I would think the right approach to "SQL without LEFT JOIN" would be just to focus on making pulling down multiple related tables as distinct resultsets in a single query easier and have the client code work with a graph instead of hammering everything into a single tabular layout. Or leave the concept of "connect these two tables together and make them NULL where not applicable" as an exercise for the client.
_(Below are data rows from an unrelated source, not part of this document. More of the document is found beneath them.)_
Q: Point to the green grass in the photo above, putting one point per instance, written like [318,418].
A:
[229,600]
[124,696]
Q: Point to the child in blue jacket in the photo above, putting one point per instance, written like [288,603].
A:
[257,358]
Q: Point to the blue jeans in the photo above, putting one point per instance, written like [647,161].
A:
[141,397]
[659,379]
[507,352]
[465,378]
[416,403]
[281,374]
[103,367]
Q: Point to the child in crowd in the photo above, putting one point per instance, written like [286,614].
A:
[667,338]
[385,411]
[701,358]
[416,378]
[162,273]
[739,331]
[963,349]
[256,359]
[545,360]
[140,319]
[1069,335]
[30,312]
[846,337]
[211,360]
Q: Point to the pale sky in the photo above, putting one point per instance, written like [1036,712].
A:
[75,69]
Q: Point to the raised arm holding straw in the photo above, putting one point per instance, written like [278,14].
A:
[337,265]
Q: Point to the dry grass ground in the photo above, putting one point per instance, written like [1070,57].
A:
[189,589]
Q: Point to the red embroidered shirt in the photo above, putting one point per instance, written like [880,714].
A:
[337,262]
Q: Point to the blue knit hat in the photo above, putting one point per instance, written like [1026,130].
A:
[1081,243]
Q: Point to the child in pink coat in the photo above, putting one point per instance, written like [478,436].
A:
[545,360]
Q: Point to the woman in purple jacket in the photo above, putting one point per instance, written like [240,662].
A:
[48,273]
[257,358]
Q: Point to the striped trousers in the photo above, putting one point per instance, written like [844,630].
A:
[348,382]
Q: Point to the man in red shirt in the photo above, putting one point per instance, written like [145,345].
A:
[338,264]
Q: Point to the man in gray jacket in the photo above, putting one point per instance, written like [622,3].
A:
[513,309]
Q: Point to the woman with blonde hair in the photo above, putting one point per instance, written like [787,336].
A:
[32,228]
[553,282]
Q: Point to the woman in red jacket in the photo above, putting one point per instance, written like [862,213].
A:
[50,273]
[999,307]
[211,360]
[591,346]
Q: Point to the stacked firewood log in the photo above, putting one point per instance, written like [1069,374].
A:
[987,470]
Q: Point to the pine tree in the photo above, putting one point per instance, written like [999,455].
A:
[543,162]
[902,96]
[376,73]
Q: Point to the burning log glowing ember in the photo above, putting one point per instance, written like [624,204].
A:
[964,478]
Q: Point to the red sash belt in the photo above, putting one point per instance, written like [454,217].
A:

Quite the opposite. The idea is to move as much of the business logic into the database. “Rel” definitions are meant to be written once and reused everywhere. Instead of letting the client decide different business logic every time, you capture and control it in one place.
They don't have joins at all because of how expensive binary joins are to do. NoSQL pre-joins relations (graphs dbs), pre-joins foreign keys (document dbs) , pre-joins everything (queries) (wide column dbs). Saying "all" is a bit of a hyperbole but it gets to the point of the matter.
It took about 10 years, but worst case optimal joins and multi-way joins in general are finally fixing the Join problem in databases that led to the proliferation of NoSQL systems over the past decade.
Author here: I did not write that I was proud of not knowing Python. I just wrote that I don't know Python. The thought of trying to understand 2k lines of it looking to see where Memgraph 'cheated' to make their product look good and the other bad was beyond my current capabilities.
Author here to clear up a few questions: I did not run any benchmarks for Memgraph, just Neo4j on my machine and compared them to their numbers on their machine. My 8 faster cores to their 12 slower cores, so not apples to apples, but close enough to make the point that Memgraph is not 120x times faster than Neo4j. I used to work at Neo4j, then at AWS for Neptune, I work on my own graph database http://ragedb.com/, and work for another database company https://relational.ai/
Let me (try to) be your hero, Marzi. (Insert favorite reference to famous cheezy pop music song, if you like.)
Couldn't you use GraphBLAS algorithms, like they do in RedisGraph (which supports Cypher, btw) to fix that problem with "death star" queries?
Those algorithms are based on linear algebra and matrix operations on sparse matrices (which are like compressed bitmaps on speed, re: https://github.com/RoaringBitmap/RoaringBitmap ). The insight is that the adjacency list of a property-graph is actually a matrix, and then you can use linear algebra on it. But it may require the DB is built bottom up with matrices in mind from the start (instead of linked lists like Neo4j does). Maybe your double array approach in RageDB could be made to fit..
I think you'll find this presentation on GraphBLAS positively mind-blowing, especially from this moment: https://youtu.be/xnez6tloNSQ?t=1531
Such math-based algorithms seem perfect to optimally answer unbounded (death) star queries like “How are you connected to your neighbors and what are they?”
That way, for such queries one doesn't have to traverse the graph database as a discovery process through what each node "knows about", but could view and operate on the database from a God-like perspective, similar to table operations in relational databases.
The lack of a Schema does hurt Neo4j performance. Properties are stored "willy nilly" on a linked list of bytes per node/relationship. No order, an "age" property can be: 45, 38.5, "adult", [18,19], false... and that makes a terrible mess when aggregating, sorting, filtering, searching, etc.
Anyone selling you 99% accuracy can prove it there first.